On Wednesday, University administrators announced guidelines around the modified quarantine period students are expected to follow upon their return to campus.

The two-stage quarantine period, which applies to students living on and off campus, will last Jan. 3 to 17. In the first stage, students should remain in their residences until they receive two negative tests. After that, students can leave their residences for a narrow set of allowed activities: health and safety tasks, grocery and supply services, academic preparations, outdoor activity and essential work.

The email said students can expect a “robust set of synchronous and asynchronous programming” during the quarantine period, including remote study sessions.

In late October, administrators said all undergraduates would be allowed to return to campus Winter Quarter. This fall, a few hundred students who met certain criteria were allowed to live in on campus housing. The announcement came during a period of steady case rise in Evanston and in Cook County. As of Wednesday, the city of Evanston has 351 active cases of COVID-19 and a testing positivity rate of 3.7%.

In Wednesday’s email, University administrators said they will closely follow the positivity rates, and could reinstate a modified quarantine “at any point” in the quarter.

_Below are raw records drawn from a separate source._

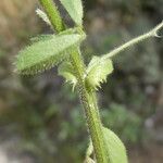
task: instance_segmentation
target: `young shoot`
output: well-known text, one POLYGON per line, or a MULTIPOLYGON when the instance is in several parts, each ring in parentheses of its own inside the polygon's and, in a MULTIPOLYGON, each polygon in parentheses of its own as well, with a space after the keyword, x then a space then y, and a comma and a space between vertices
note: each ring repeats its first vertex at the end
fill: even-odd
POLYGON ((120 138, 105 128, 100 118, 96 91, 101 83, 113 73, 112 57, 151 37, 161 37, 159 32, 163 22, 150 32, 115 48, 102 57, 92 57, 85 64, 80 43, 86 39, 83 27, 84 10, 82 0, 60 0, 74 21, 74 28, 66 23, 52 0, 39 0, 42 9, 36 11, 53 30, 53 35, 41 35, 32 39, 32 45, 21 50, 15 62, 16 72, 34 75, 58 66, 59 75, 68 82, 78 92, 86 115, 90 143, 86 153, 86 163, 127 163, 126 149, 120 138), (91 155, 95 155, 91 158, 91 155))

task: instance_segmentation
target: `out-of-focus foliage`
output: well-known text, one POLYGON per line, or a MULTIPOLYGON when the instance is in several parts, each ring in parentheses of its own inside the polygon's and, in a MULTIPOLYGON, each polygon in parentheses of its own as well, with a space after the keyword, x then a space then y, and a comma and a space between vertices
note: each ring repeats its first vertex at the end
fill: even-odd
MULTIPOLYGON (((85 0, 84 4, 87 11, 84 21, 90 35, 84 45, 87 62, 91 54, 108 52, 147 32, 163 17, 162 0, 85 0)), ((0 2, 2 140, 18 137, 17 153, 25 151, 39 163, 80 163, 89 140, 83 110, 72 88, 63 86, 62 78, 54 75, 55 70, 37 77, 22 77, 12 72, 13 55, 28 37, 40 32, 35 7, 34 0, 26 0, 25 5, 20 0, 0 2)), ((45 27, 43 30, 48 33, 45 27)), ((149 117, 150 124, 156 122, 154 134, 162 128, 159 127, 163 114, 162 52, 161 41, 153 39, 117 55, 115 73, 99 92, 103 123, 128 147, 143 146, 145 139, 151 142, 146 134, 149 117)))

Northwestern also announced it will partner with Color, a health technology company based in Burlingame, Calif., to provide mandatory weekly testing to students during the Winter Quarter. Testing in the fall was supported by genetics company Tempus.

If students do not participate in weekly testing, they can expect several reminders before they are referred to the Office of Community Standards for disciplinary action.

“Through the hard work of all of our community members, we were able to keep our positivity rate substantially below that of our surrounding communities,” University administrators wrote in the email. “But with COVID-19 surging locally and nationally, it remains important to continue our testing program and adhere strongly to our standards for face coverings, social distancing and limiting gatherings.”